SAN FRANCISCO: Google on Tuesday began letting some developers and businesses access the kind of artificial intelligence that has captured attention since the launch of Microsoft-backed ChatGPT last year.
The tech giant’s cloud computing arm will provide testers with ways to “infuse generative AI” into apps or put them to work on Google’s own platform.
“With this, Google Cloud is poised to enable a whole new generation of builders, innovators, developers and doers to harness the power of AI in novel ways,” said Ritu Jyoti, vice president of an AI group at market research firm IDC.
Developers and businesses will be able to try new application programming interfaces (APIs) and products that make it “easy, safe and scalable” to build AI models using Google’s cloud service, Google’s Thomas Kurian said in a blog post.
Among the functions Google hopes to make more broadly accessible is a generative AI that will allow software to use prompts to sum up information or write in a conversational style.
“In Gmail and Google Docs, (testers) can simply type in a topic you would like to write about and a draft will be instantly generated for you,” Kurian wrote.
“From there, (they) can elaborate upon or abbreviate the message or adjust the tone to be more playful or professional,” he added.
Putting generative AI in the hands of developers, businesses and governments across the globe will allow the technology to realize its full potential, Google Cloud AI vice presidents June Yang and Burak GokTurk wrote in a blog post.
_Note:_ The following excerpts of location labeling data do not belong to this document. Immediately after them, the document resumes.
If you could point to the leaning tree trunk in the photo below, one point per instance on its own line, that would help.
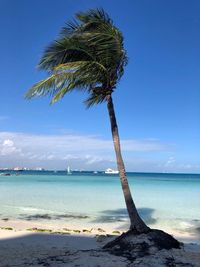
(137, 224)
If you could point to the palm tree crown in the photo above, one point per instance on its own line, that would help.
(88, 55)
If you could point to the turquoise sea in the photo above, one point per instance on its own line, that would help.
(166, 201)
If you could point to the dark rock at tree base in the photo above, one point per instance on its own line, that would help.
(134, 245)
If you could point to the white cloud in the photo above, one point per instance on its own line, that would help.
(56, 151)
(8, 148)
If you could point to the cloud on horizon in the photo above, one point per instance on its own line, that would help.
(87, 152)
(56, 151)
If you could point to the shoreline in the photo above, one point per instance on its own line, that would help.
(85, 228)
(57, 249)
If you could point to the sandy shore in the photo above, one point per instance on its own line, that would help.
(44, 246)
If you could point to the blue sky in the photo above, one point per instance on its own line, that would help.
(157, 100)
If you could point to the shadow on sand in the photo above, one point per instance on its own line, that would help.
(36, 249)
(121, 215)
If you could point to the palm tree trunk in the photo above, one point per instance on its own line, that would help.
(137, 224)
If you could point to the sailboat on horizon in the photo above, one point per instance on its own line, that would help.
(69, 170)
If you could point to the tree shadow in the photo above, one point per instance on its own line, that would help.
(121, 215)
(44, 249)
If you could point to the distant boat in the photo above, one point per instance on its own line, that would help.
(68, 170)
(111, 171)
(5, 174)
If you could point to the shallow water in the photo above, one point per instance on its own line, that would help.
(169, 201)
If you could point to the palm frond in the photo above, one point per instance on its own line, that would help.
(88, 55)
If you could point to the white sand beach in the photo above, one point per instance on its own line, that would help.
(59, 248)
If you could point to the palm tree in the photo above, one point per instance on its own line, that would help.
(89, 55)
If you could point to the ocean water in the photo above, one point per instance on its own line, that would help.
(166, 201)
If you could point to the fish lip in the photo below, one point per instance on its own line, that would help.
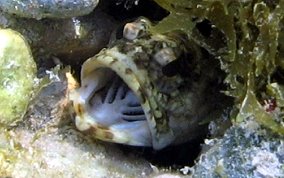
(127, 71)
(136, 79)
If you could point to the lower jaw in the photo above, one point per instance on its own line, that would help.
(132, 133)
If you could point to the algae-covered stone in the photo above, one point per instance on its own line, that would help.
(17, 74)
(48, 8)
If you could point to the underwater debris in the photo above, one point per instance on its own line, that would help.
(246, 150)
(17, 76)
(247, 38)
(39, 9)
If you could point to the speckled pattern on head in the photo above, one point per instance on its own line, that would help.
(159, 71)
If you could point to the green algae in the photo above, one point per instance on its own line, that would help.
(17, 74)
(247, 38)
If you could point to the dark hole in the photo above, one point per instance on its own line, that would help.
(175, 157)
(146, 8)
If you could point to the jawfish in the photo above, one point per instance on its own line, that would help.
(145, 89)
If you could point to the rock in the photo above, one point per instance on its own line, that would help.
(39, 9)
(73, 39)
(17, 76)
(246, 150)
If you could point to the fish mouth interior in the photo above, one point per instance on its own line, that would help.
(114, 105)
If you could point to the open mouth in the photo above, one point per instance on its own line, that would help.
(114, 108)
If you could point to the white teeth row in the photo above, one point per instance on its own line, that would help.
(117, 93)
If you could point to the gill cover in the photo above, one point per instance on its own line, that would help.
(144, 90)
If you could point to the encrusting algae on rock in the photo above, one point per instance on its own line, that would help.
(17, 75)
(247, 38)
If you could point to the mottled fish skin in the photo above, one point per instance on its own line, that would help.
(48, 8)
(168, 75)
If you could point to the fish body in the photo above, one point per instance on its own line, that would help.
(145, 90)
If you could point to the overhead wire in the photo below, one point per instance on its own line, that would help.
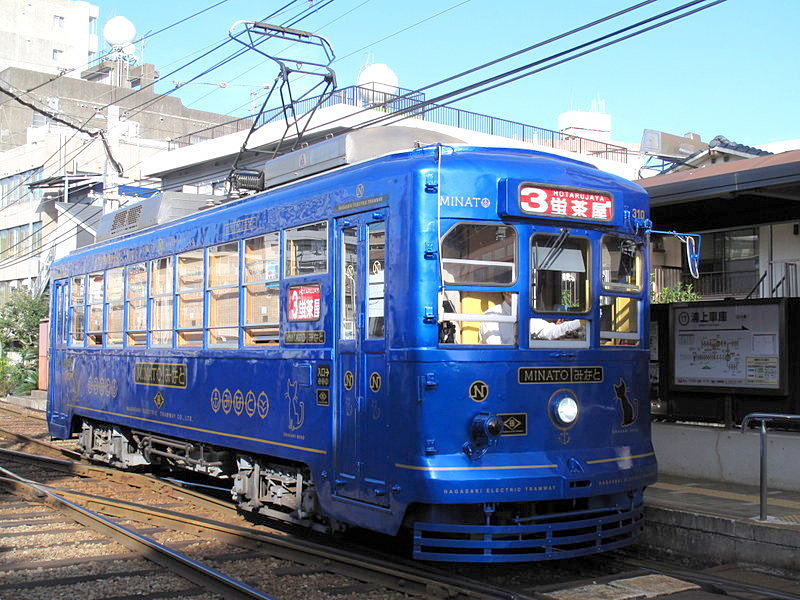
(139, 90)
(528, 69)
(10, 261)
(449, 97)
(136, 41)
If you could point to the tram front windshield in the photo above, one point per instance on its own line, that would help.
(488, 301)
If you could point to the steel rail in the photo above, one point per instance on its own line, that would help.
(141, 480)
(177, 562)
(24, 439)
(20, 412)
(352, 564)
(417, 579)
(706, 579)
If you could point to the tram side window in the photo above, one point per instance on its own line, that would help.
(96, 304)
(621, 264)
(350, 294)
(77, 310)
(559, 284)
(306, 251)
(136, 326)
(262, 289)
(375, 277)
(619, 321)
(191, 276)
(161, 302)
(560, 273)
(479, 255)
(114, 307)
(223, 295)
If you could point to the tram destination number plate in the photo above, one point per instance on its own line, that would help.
(560, 375)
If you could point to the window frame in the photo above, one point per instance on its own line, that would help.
(187, 336)
(155, 296)
(267, 332)
(111, 340)
(622, 288)
(533, 282)
(136, 338)
(77, 308)
(287, 268)
(212, 303)
(514, 264)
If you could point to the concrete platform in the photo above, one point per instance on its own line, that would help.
(718, 523)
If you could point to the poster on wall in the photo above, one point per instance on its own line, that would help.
(728, 345)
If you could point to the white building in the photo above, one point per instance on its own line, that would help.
(49, 36)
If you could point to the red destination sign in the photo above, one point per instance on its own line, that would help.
(592, 206)
(304, 303)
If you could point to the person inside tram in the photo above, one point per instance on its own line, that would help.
(505, 332)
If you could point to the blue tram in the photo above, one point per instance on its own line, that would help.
(446, 340)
“To date, it has been difficult for organizations to access generative AI, let alone customize (it), and at times the technology is prone to producing inaccurate information that could undermine trust,” Yang and GokTurk said.
“For generative AI to blossom, organizations need a new generation of tools that make it simple to build generative AI applications,” they said.
According to Google, generative AI can help organizations brainstorm, write copy, produce media assets, analyze their data and more.
Since ChatGPT debuted last year, global tech giants have attempted to chase Microsoft – which has pledged to pump billions of dollars into the software’s creator OpenAI – by rolling out announcements on how they will also implement generative artificial intelligence into their own platforms and applications.
Meta CEO Mark Zuckerberg said last month the Facebook and Instagram parent company was creating a product group to come up with ways to “turbocharge” their AI work.
And Snapchat, the photo sharing app popular with teens, has said it will introduce a chatbot powered by the most up-to-date version of OpenAI’s ChatGPT.
Available initially to subscribers, the “MyAI” tab will allow users to interact with the chatbot much like it were a friend.
And Microsoft chief Satya Nadella is expected to showcase how the company is integrating ChatGPT-like artificial intelligence into its widely used business software at a special event on Thursday.
“We’re so excited by the potential of generative AI, and the opportunities it will unlock,” Google’s Kurian said.
“From helping people express themselves creatively to helping developers build brand new types of applications, to transforming how businesses and governments engage their customers and constituents,” he said.